Thursday, September 04, 2008

Kudos to the Experimenter

Triggered by reminders of few who surprise me as expectant readers of my blogs I am writing this to share the reasons for my absence from the blogosphere: my summer romance!! I fell in love all over again for the field of research I committed into discovering facets that reminds me of the dizzy elation of first few dates. Having lived through rigors of first year of study, summer was a time for (surprisingly!) more work and lots of reflection. What follows is the tale of my rejuvenated affection for the choice of my life’s work.

It is said that your context defines who you are. What have you been educated in and what profession you choose can radically transform you as a person. On top of this if you choose to study human behavior the ripples in your own being can be plenty. Your life becomes your own laboratory, where all interpersonal interactions become the experiments for testing your implicit theories and everyone who you come across becomes the source of data. It may sound like an intellectual burden where you are unable to ever shut off the lights of your lab at the end of the day but it’s far from it. As you apply the ideas and theories you assimilate to your own life it unlocks doors that you never even knew existed. The ‘aha’ you experience every time your hypothesis is supported or rejected is worth all the cognitive churning. And the best part is that the answers to these conundrums have the potential for you to develop into what Neale Donald Walsch calls as ‘a grandest version of greatest vision you ever had about who you are’.

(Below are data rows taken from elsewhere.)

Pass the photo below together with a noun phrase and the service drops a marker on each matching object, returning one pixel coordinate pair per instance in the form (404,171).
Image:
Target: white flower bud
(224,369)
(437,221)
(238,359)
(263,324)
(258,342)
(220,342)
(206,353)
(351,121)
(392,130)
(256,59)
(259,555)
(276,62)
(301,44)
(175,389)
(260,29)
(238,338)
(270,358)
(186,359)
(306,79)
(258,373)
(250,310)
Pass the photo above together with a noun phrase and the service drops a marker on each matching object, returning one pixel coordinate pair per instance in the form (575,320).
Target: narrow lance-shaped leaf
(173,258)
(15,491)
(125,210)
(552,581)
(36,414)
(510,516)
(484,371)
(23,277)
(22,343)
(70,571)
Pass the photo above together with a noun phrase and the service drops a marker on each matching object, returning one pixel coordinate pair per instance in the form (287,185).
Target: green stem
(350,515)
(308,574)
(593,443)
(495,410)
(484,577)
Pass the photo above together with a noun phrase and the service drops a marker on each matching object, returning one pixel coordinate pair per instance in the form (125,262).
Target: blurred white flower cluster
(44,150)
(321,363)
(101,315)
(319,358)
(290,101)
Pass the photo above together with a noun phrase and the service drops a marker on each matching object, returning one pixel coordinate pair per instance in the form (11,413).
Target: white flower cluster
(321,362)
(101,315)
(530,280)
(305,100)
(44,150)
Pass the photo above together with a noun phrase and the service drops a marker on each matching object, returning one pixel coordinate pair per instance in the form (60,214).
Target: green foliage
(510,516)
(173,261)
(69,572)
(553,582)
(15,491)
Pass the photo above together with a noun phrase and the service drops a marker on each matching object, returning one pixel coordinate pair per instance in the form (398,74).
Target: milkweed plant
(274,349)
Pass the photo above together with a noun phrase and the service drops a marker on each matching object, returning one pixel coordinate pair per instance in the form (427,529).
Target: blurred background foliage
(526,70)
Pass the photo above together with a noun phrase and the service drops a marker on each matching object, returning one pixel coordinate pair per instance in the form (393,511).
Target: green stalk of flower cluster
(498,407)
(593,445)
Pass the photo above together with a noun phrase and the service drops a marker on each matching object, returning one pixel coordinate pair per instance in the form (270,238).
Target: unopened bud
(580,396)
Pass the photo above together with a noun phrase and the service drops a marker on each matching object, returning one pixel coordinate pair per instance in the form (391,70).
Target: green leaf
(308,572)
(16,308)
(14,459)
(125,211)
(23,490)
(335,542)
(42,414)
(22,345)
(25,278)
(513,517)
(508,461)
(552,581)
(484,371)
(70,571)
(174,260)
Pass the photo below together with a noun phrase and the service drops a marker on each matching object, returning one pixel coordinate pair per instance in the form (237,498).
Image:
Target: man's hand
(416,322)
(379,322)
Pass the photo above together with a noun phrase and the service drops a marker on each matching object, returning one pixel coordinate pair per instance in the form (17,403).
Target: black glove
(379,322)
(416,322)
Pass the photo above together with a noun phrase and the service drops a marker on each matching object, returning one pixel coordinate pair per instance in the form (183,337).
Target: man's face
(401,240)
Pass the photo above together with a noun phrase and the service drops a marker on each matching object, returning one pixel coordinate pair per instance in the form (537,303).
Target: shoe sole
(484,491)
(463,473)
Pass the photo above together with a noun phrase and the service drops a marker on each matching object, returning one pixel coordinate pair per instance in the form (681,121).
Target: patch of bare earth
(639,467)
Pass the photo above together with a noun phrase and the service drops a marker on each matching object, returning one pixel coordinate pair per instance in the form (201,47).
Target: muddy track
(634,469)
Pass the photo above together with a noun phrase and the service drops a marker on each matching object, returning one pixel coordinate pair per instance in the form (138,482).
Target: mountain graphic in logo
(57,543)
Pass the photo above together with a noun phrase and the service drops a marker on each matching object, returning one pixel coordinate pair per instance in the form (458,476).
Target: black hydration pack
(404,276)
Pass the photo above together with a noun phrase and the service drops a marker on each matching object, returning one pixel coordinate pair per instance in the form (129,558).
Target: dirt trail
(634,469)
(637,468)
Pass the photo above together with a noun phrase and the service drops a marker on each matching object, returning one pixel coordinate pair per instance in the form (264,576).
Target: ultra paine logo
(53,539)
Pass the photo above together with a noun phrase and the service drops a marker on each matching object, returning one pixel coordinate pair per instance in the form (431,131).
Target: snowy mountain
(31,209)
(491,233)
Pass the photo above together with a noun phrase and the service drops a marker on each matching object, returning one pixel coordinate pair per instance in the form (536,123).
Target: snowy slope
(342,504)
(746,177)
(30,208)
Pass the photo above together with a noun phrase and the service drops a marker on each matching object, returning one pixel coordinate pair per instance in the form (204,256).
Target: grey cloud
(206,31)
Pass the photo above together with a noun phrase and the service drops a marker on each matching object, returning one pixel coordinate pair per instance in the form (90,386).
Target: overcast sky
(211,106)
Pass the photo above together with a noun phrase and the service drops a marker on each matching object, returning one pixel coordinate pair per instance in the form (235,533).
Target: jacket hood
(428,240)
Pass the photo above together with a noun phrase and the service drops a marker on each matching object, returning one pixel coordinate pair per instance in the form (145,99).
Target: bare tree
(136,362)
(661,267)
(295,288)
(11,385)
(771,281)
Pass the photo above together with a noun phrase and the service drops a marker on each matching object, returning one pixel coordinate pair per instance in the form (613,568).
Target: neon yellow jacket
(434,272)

This thus has bolstered the respect I had for those who are veterans in the field. As easy as it may sound, succeeding in the academic world that revolves around human behavior is quite a daunting task. You are expected to be in your ‘research lab’ and excel all by yourself but the ideas that you work on can only be generated by interacting with others. Considering the limited time and energy one has, the balance can be quite hard to achieve.

Having crystallized your ideas, disseminating them through publication is equivalent to climbing Mt Kilimanjaro right after conquering Mt. Fuji. In consonance with people and their eccentricities, your theories are bound to be complex. But mind you to get published you need to churn and turn them till they live up to the ‘grandmother test’ which means that what you write must be understandable if your grandmother is the reader. Unlike the lucky few who get away with being esoteric, the rest have to toil hard to capture the complexities of individual behavior in a few pages.

To add more fun, the review that your manuscript goes through can crush the confidence of even the toughest cookie. Considering the volumes of articles written on how to constructively take all this scathing criticism on every word you write is evidence of the fact that you need to perform what all yogis have been attempting all their life- depersonalize your self from the outer world. So you get feedback from the editor that in many direct and indirect words imply that what you have done over the last two years has as many holes as a block of Swiss cheese, you may cry, you may become defensive or you may laugh, but you can only succeed if you scratch through the surface and use the comments to go back to the drawing board and re-work.

It is hence not surprising those who still persist and succeed can be categorized as a quirky lot in living-a-normal-life terms. I, on the other hand, prefer to call them explorers driven by a fuzzy ‘calling’ that can only be experienced.

This tacit eulogizing does not in any way imply that all researchers of human behavior are somehow evolved beings. Like all middle-range theories this idea has its own boundary conditions where you will find a deviant with zero sensitivity toward others or an exception with a head bloated the size of a beach ball. But fortunately my sample has majorly been perceptive people who are genuinely interested in discovering themselves and others by employing admirable persistence.

A saying I recently read partially answers the why of the rigmarole that this species has chosen as a way of life: ‘It’s an experience like no other experience I can describe, the best thing that can happen to a scientist, realizing that something that’s happened in his or her mind exactly corresponds to something that happens in nature. It’s startling every time it occurs. One is surprised that a construct of one’s own mind can actually be realized in the honest-to-goodness world out there. A great shock and a great joy.’
– Leo Kadanoff

More power to knowledge and curiosity!!!!